If you have any tomato plants I hope you’re able to pick them faster than the critters can get to them. If you have more than you need, this tomato cheddar soup is a must try and a nod to one of our favorite St. Louis Soulard haunts, Frazer’s Restaurant.
Personally, I use Muir Glen’s fire roasted diced canned tomatoes and save my fresh ones for towering Caprese salads… heavy on on the fresh mozzarella. Oh yum.
Surprisingly, tough fibrous asparagus ends and onion make up the soup base. If your family is like mine and enjoys braised or roasted asparagus tips, you might find yourself throwing away a good 4-5 inches of the end of the woodsy inedible stalk.
Now you don’t have to. Save those fibrous stems (white ends and all), throw them into a zip lock and freeze them. The asparagus/onion combination rounds the soup out nicely and supports the acidity of the tomato. Yeah, and the near pound of cheese, 1/2 pound of butter, and 2 cups of heavy cream also add their support as well. I’m just sayin’.
This is a wonderful recipe that truly captures the taste of summer. Make it now with fresh tomatoes from the market or your garden, and freeze it. Put a grilled cheese sandwich that’s all crunchy golden brown and buttery with this soup and you’ve got yourself a real end of the summer treat you can enjoy all winter long!
Tomato Cheddar Soup
A blend of asparagus, tomato, and cheddar goodness! A super rich and most satisfying way to enjoy the end of the season tomato harvest.
- 2.25 pounds asparagus ends
- 9 ounces onion diced
- 8 ounces butter unsalted
- 8 ounces flour
- 12 cups chicken stock
- 28 ounces canned tomatoes diced (fire roasted Muir Glen)
- 12 ounces cheddar cheese grated
- 16 fluid ounces heavy cream
- 6 leaves basil julienned
- salt and pepper to taste
Melt the butter in the large soup pot. Dice asparagus ends and sauté with diced onions in the hot butter, approximately 10 minutes. Heat stock in smaller pot or electric tea kettle.

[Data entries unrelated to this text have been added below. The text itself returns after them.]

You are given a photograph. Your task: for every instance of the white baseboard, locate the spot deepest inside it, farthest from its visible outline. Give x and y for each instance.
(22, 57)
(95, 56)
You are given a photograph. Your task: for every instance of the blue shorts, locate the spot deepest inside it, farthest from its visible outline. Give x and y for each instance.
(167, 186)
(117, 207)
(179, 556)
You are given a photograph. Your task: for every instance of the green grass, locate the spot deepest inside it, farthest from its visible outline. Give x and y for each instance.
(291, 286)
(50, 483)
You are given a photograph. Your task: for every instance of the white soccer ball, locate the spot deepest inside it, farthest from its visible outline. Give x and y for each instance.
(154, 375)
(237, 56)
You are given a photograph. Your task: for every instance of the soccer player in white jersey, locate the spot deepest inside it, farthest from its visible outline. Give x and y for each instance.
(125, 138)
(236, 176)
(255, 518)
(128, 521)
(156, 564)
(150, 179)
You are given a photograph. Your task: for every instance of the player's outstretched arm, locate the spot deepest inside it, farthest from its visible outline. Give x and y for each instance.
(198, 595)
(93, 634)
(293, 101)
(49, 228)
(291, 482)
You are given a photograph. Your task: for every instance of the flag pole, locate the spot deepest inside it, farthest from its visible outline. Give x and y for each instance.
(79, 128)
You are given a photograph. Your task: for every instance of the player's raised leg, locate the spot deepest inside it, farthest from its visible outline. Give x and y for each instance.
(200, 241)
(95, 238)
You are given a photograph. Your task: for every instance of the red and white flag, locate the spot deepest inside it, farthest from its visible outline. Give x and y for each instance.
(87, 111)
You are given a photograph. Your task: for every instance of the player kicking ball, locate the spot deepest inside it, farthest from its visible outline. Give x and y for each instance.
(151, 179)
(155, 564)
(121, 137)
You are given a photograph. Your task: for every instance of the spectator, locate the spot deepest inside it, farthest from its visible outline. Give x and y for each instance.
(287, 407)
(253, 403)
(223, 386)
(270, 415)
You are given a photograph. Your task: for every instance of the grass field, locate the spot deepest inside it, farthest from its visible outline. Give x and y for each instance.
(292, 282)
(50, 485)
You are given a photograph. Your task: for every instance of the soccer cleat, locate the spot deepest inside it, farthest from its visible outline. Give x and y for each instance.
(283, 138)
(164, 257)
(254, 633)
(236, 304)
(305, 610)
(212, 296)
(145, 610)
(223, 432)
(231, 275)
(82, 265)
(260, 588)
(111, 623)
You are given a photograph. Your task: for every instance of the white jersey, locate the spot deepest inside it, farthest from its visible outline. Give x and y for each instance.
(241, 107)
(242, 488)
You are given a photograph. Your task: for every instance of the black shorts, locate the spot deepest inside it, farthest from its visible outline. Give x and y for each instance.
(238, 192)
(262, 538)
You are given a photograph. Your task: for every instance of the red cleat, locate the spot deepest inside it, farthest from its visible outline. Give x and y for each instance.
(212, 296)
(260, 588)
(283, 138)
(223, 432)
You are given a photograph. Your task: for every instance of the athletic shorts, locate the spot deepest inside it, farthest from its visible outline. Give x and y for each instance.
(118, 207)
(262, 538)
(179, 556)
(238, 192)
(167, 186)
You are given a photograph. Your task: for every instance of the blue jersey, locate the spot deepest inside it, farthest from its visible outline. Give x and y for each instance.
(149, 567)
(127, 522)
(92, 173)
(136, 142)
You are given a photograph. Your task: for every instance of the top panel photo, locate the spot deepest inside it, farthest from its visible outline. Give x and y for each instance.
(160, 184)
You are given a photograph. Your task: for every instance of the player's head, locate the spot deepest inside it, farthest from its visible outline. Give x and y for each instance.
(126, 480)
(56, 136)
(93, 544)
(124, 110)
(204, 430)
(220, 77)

When asparagus and onions are soft, add flour and cook 4 minutes stirring constantly so the flour doesn't stick or burn.Slowly stir in heated stock into flour and vegetables 2 cups at time. Bring to a boil and simmer for 40 minutes. Turn off heat and let cool slightly. Puree with emersion blender and strain with sieve or food mill.
Bring puree back to a boil, add diced tomatoes, and simmer for 10 minutes. Add cheddar cheese and heavy cream.Garnish with julienned basil.
Recipe credit: Frazer's Restaurant & Lounge
*If you don't have a hand emersion blender, you can use a blender (like a Ninja) that has locking capabilities. If your blender doesn't lock and your soup is hot, trust me, you will be cleaning soup off your ceiling, cabinets, and walls forever.